"It's a wonderful world!" hunterV's Profile
Hello, fellow travelers!
I enjoy being a VT member! January 2 is my VT Day. I have been an active VT member for more than ten years already! Time flies!
Thanks to this powerful web site we have a very good opportunity of meeting lots of travelers and reading their interesting stories about the places they have visited or live in.
I was glad to join this marvelous site in January 2001! It's great to have so many virtual friends in different countries!
We help each other and enjoy this opportunity a lot!
It's a pity I don't travel as often as I would like to. I travel mostly on business: as an interpreter, as a participant of different seminars and conferences and as a teacher leader with school students' groups.
I have managed to visit lots of wonderful places and have described some of them here.
I hope the descriptions of my trips and pictures will be useful for you and we will continue sharing our impressions in the future.
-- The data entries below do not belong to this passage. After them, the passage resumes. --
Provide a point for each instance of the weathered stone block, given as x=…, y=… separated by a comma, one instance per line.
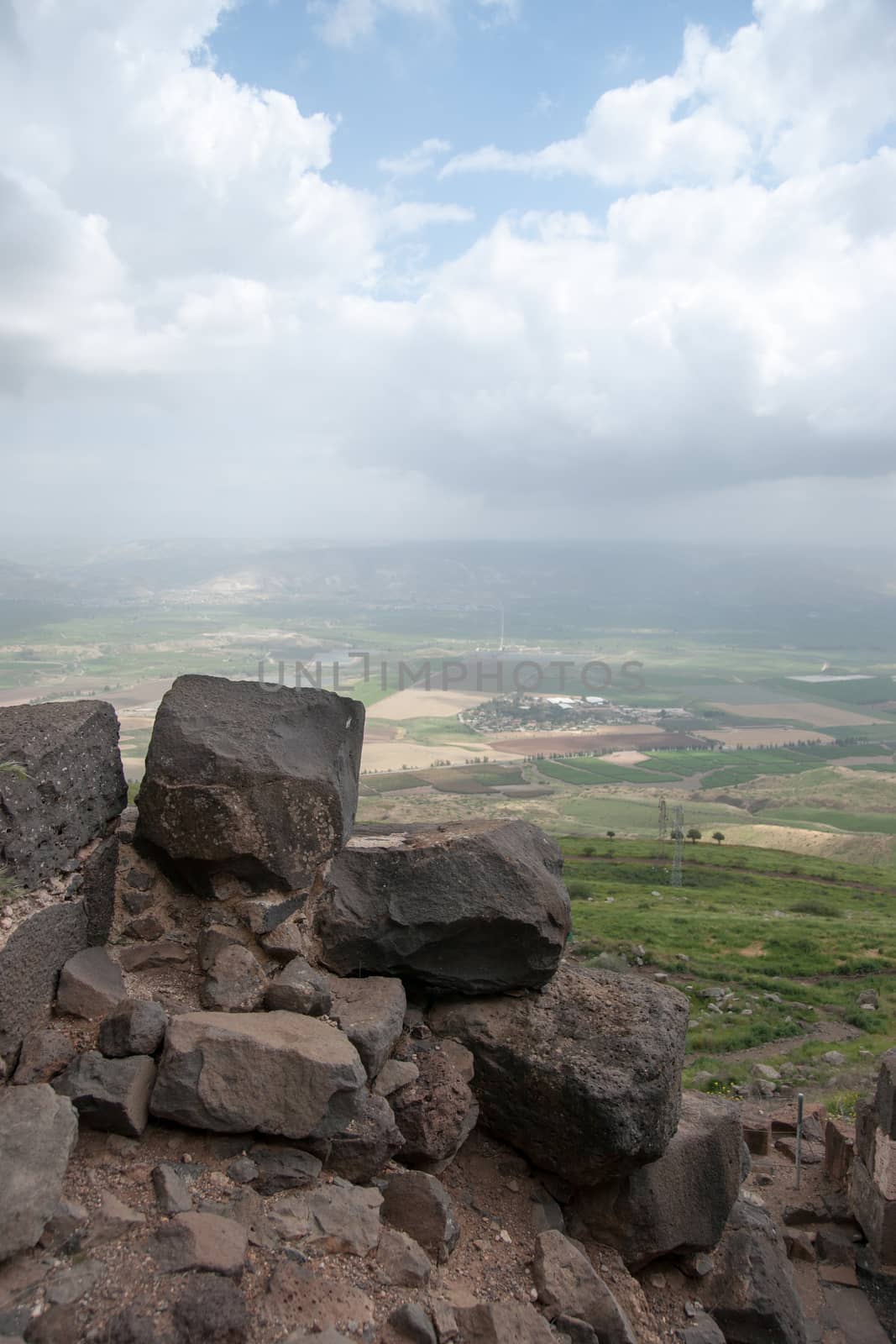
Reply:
x=73, y=784
x=679, y=1203
x=38, y=1133
x=277, y=1072
x=584, y=1079
x=250, y=780
x=470, y=907
x=875, y=1214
Hope to hear from you, too.
Best regards & happy travels,
From my collection of cute sayings.
* It's no use having a good memory unless you have something to remember.
* There is a guaranteed way to get what you want: want less.
* It is a miracle that curiosity survives formal education. (Albert Einstein)
* It's not hard to meet expenses, they're everywhere.
* Life is what happens to you while you are planning to do something else.
* Reality's the only obstacle to happiness.
* The road to success is always under construction.
* You can't have everything. Where would you put it?
* Wasting time is an important part of life.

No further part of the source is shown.